Conley had started against the Yankees in the loss that day but only lasted 2.2 innings, in which he walked four and allowed 8 runs on 5 hits. The lovable losing team was leaving the Bronx in shame when they got stuck in classic New York traffic. Green and Conley decided that they had to use the bathroom, and left the bus.
The way Conley told it, he and Green got permission from manager Mike Higgins to go into a bar to use the bathroom while their bus was sitting in standstill traffic. When they emerged, Pumpsie said, “Hey, that bus is gone,” and Conley said, “We are, too!”
They either returned to find that the bus had left without them, or, and this is more probable, they simply decided to go on a walkabout/adventure/bender.
After two days of taking a big bite of the Big Apple, Pumpsie reappeared to the team on July 28, but Conley was a whole other story. He got a room at the Waldorf, where he saw on the news that people were looking for him. Conley thought the whole situation was very funny, and continued his vacation, drinking at Manhattan bar Toots Shor’s, a spot favored by the likes of Frank Sinatra and Joe DiMaggio.
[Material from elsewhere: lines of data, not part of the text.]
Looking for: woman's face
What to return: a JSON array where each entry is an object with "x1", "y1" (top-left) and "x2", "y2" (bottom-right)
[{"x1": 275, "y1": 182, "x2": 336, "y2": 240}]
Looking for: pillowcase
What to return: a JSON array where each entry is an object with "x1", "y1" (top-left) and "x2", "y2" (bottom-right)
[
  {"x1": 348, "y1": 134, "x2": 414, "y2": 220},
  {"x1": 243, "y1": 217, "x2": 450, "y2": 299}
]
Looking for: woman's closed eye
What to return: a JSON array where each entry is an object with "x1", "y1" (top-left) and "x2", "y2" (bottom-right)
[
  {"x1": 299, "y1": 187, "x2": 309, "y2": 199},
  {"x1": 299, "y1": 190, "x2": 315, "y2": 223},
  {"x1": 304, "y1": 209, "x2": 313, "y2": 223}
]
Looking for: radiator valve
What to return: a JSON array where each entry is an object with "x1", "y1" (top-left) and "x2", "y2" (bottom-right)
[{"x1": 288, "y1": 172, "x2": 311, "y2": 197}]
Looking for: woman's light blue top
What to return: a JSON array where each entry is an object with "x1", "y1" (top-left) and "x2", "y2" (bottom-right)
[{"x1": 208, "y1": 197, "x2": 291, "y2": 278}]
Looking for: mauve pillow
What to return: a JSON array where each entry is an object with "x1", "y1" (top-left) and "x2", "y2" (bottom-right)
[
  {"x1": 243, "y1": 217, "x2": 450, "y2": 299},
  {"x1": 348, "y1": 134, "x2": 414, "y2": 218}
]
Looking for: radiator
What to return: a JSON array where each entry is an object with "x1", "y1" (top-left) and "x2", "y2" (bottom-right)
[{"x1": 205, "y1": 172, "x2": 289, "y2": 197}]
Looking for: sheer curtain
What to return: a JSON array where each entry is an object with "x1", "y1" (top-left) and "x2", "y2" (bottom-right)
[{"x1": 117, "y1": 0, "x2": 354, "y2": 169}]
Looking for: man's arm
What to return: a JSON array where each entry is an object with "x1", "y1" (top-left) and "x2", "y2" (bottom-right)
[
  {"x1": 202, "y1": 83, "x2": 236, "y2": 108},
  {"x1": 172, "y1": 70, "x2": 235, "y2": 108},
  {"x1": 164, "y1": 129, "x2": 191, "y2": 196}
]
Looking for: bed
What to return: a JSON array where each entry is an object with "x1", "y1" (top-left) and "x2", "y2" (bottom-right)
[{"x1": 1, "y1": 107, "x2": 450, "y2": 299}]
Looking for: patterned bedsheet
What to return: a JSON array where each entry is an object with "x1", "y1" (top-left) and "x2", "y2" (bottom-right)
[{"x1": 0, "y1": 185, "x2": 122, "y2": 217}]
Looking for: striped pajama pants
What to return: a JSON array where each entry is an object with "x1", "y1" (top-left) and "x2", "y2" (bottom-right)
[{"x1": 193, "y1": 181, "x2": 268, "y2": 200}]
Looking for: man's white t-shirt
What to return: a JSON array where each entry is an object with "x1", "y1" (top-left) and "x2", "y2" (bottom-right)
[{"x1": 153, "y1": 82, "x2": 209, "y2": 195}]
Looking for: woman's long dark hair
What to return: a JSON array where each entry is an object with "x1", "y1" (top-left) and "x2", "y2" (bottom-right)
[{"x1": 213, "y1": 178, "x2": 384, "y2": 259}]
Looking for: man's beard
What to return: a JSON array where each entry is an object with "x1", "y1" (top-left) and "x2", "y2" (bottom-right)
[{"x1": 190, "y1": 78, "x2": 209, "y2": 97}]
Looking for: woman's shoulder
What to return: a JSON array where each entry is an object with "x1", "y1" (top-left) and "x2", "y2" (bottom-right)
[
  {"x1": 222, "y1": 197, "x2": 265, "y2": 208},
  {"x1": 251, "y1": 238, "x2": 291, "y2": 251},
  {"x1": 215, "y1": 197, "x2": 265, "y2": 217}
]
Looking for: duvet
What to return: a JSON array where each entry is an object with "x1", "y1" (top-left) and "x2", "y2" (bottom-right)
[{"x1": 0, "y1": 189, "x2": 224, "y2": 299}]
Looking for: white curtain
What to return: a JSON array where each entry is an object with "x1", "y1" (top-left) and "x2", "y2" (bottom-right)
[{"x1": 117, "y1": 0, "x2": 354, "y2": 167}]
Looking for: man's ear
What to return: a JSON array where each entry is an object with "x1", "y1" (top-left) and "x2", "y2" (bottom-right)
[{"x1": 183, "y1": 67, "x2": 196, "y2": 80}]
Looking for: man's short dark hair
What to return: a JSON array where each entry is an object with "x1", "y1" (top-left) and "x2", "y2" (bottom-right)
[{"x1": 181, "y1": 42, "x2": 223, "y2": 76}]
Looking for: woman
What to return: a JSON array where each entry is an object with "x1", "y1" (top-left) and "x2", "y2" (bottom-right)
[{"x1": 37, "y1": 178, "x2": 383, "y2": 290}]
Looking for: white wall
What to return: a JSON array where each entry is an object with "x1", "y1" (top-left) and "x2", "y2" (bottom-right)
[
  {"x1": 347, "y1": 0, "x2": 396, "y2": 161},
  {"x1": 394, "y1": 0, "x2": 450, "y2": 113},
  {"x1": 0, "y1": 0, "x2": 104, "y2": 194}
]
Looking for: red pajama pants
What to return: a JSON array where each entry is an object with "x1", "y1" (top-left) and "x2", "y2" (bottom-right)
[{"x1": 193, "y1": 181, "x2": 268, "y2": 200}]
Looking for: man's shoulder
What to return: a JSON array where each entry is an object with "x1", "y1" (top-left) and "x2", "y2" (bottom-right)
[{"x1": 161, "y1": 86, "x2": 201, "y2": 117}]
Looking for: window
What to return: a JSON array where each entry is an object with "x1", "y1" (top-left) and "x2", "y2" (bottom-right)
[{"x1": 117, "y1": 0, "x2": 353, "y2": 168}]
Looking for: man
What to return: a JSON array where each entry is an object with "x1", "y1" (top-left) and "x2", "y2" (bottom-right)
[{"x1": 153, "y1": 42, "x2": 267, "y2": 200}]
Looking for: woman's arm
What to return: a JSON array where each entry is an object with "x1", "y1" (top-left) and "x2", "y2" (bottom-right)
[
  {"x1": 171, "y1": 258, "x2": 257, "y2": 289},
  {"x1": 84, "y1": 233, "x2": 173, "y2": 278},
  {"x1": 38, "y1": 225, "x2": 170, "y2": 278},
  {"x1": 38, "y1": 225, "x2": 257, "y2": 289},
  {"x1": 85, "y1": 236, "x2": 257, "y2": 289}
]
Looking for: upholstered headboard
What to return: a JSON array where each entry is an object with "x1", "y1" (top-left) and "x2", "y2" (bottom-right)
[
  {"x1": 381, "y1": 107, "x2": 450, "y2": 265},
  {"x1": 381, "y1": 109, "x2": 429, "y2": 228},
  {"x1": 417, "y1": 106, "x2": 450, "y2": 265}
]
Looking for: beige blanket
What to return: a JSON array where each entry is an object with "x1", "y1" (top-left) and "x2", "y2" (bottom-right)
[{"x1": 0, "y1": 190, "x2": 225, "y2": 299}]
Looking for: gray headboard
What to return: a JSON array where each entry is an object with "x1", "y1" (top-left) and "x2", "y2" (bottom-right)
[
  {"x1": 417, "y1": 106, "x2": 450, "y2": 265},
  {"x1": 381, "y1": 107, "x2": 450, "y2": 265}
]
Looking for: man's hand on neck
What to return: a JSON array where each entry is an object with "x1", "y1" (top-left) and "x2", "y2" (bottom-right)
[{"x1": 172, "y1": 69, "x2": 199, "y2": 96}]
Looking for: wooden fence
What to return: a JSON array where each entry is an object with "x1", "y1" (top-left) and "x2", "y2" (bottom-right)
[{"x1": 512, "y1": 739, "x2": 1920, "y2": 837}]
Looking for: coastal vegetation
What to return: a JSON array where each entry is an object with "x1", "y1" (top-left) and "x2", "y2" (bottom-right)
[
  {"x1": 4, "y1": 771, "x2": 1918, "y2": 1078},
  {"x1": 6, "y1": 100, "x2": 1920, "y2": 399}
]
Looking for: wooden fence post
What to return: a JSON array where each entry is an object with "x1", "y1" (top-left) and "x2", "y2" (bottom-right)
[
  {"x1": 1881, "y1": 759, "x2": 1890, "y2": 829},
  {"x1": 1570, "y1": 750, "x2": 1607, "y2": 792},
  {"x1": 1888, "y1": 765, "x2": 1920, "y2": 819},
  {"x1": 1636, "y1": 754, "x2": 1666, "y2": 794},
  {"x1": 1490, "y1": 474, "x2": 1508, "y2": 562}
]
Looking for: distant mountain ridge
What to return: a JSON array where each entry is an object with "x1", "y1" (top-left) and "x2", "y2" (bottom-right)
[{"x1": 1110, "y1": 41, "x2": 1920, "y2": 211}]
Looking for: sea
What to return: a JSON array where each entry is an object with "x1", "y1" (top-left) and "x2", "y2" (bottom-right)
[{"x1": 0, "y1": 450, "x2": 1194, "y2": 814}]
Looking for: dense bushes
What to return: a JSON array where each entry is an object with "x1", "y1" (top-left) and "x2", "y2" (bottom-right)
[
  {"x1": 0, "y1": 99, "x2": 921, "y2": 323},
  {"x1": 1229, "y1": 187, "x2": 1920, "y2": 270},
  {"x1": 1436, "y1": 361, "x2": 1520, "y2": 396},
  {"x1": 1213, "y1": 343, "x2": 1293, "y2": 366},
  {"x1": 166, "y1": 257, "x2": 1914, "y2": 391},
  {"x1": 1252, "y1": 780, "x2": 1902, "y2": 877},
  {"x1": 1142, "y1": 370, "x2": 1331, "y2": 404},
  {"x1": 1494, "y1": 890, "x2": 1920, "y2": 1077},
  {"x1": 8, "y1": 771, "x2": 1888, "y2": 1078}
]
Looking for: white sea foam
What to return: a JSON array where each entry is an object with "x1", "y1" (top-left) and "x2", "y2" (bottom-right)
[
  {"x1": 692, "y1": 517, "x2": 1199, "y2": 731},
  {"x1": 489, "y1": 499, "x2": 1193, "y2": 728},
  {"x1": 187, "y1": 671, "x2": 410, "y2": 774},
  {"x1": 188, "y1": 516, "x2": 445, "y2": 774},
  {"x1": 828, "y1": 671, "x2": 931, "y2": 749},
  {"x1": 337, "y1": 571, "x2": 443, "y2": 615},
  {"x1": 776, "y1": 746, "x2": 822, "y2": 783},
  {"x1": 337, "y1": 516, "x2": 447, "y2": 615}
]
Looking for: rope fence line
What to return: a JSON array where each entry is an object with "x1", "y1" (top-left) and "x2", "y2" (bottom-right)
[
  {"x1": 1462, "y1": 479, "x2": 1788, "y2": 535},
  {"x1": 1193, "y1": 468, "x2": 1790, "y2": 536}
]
At some point during his 68 hours of playing hookey, Conley decided that he wanted to go to Israel, so he bought a ticket, but wasn’t able to board the flight without his passport. He finally returned to the team on July 30, where he was greeted by Tom Yawkey, a fine for going AWOL, and an offer for a stiff drink, which he turned down.
I don’t know how this hasn’t been made into a movie yet. It has all the fun of Ferris Bueller, Home Alone 2, and Harold and Kumar rolled into one story. Red Sox history has all the best stories.